Notre État doit faire face à deux défis majeurs : la relégitimation du champ politique et la compétitivité source d’émergence socio-économique. Trois enjeux me semblent à cet égard particulièrement sérieux : interpréter et pratiquer, de façon positive pour la démocratie, le contenu de notre Constitution ; réformer et recomposer le champ politique ; revoir le cadre administratif dans le sens de l’efficience et de l’éthique. Le tout en conciliant démocratie et État fort. En effet, il ne s’agit pas de confondre la démocratie et les droits humains avec des comportements nuisibles et irresponsables envers l’État. Celui-ci doit toujours être en mesure de générer des lois justes et de les appliquer. Le leadership devrait donc travailler dans la logique des hommes d’État qui réforment résolument et non de ceux qui tergiversent sans cesse, craignent de perdre leur électorat.
La Mauritanie jouit d’une réputation internationale de pays relativement stable et démocratique dans une région qui a connu de nombreux revers dans sa gouvernance. Certes notre société civile est suffisamment dynamique et nos media assez relativement libres pour jouer un rôle important dans le maintien de la démocratie. Mais notre gouvernement n’en doit pas moins respecter les droits des personnes à s’organiser, à s’exprimer et à manifester, en ligne et hors ligne, et garantir la sécurité des journalistes. Il doit enquêter sur tous les recours excessifs à la force lors de manifestations, demander des comptes aux auteurs de ces actes et réviser les directives relatives au maintien de l‘ordre.
Les efforts de notre cher pays se reflètent dans des réformes entamées depuis des années. Celles-là visent un développement des institutions de l’État, l’augmentation du taux de participation civique valorisant un modèle démocratique qui mise sur une représentation féminine accrue dans les sphères politiques et décisionnelles et sur l’intégration active des jeunes dans le processus démocratique, avec partout le renforcement de la tolérance et de la diversité, piliers majeurs de la démocratie.
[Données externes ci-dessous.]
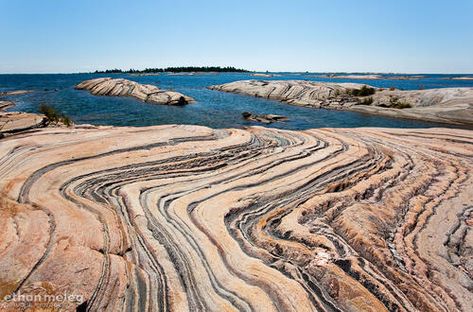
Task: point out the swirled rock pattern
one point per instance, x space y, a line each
124 87
447 105
186 218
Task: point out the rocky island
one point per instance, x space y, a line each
124 87
187 218
14 122
448 105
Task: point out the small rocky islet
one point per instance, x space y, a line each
189 218
446 105
124 87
Notre pays s’est distingué tant au niveau régional qu’international par un engagement sérieux et constat dans le renforcement et le développement des concepts démocratiques dans les sphères politiques et sociales, incarnant un modèle qui équilibre sécurité et promotion des droits humains et des libertés fondamentales. Il est nécessaire de continuer à défendre le dialogue comme un vecteur de la paix sociale et de la résolution des différends politiques, afin de réfléchir à des solutions consensuelles à tous nos défis structurels ou conjoncturels. Je suis fermement convaincu que rien ne doit nous condamner à vivre en marge du progrès. La Mauritanie des solutions est à notre portée. Je l’affirme sans hésiter.
Cheikh Ahmed ould Mohamed
Ingénieur
Chef du service Études et développement
Établissement portuaire de la Baie du repos (Nouadhibou)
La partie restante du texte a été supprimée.